Rede von
Richard
Freudenberg
- Parteizugehörigkeit zum Zeitpunkt der Rede:
(FDP)
- Letzte offizielle eingetragene Parteizugehörigkeit: (FDP)
Meine Damen und Herren! Wir haben uns in der letzten Woche bei der zweiten Lesung noch einmal grundsätzlich die Standpunkte gegenseitig vorgetragen, die uns bei der Behandlung des Gesetzentwurfes beschäftigen. Ich glaube, es hat sehr wenig Zweck, diese Dinge heute noch einmal grundsätzlich anzuschneiden. Gerade die Ausführungen von Herrn Kollegen Merkatz haben mir bewiesen, daß es sehr schwer ist, jemanden von seiner vorgefaßten Meinung abzubringen.
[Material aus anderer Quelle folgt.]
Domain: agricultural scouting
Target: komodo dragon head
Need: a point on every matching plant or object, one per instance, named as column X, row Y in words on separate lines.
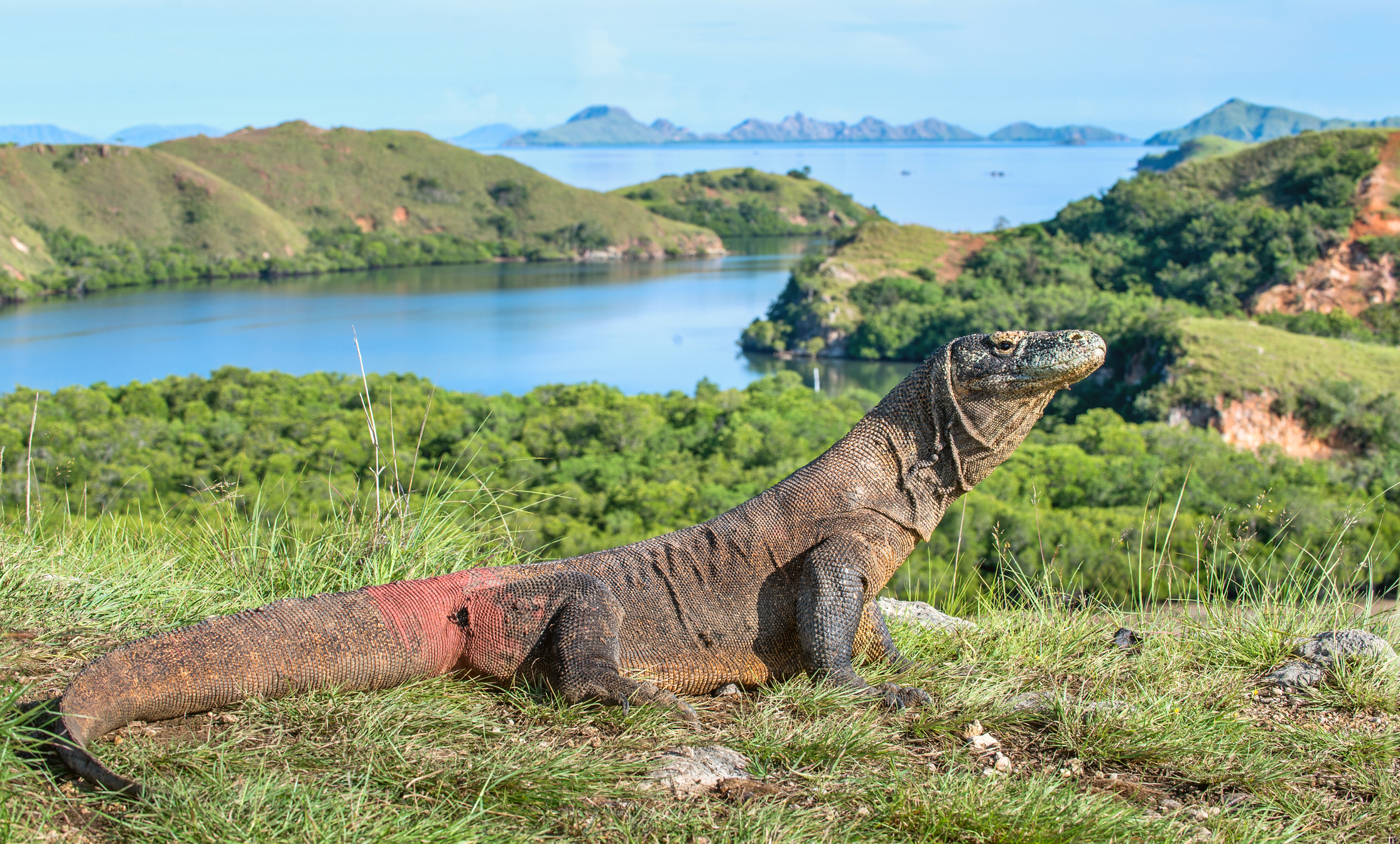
column 996, row 387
Ich glaube aber, Ihnen doch das eine sagen zu müssen, Herr Kollege Merkatz: daß Sie die Dinge bei uns da unten nicht kennen; denn sonst könnten Sie nicht mit der Hartnäckigkeit, die Ihnen und Ihren Nachbarn so' eigen ist, immer wieder behaupten, daß das badische Volk in seiner Gesamtheit das Ziel will, von dem Sie sprechen. Wir haben uns in Nordbaden schon zweimal dafür entschieden, mit Württemberg zusammenzugehen, und wir sehen durchaus nicht ein, daß wir uns nun von Südbaden her in irgendeine Zwangslage hineinmanövrieren lassen sollen, die mit dem Willen des nordbadischen „Volksteils" einfach nicht übereinstimmt.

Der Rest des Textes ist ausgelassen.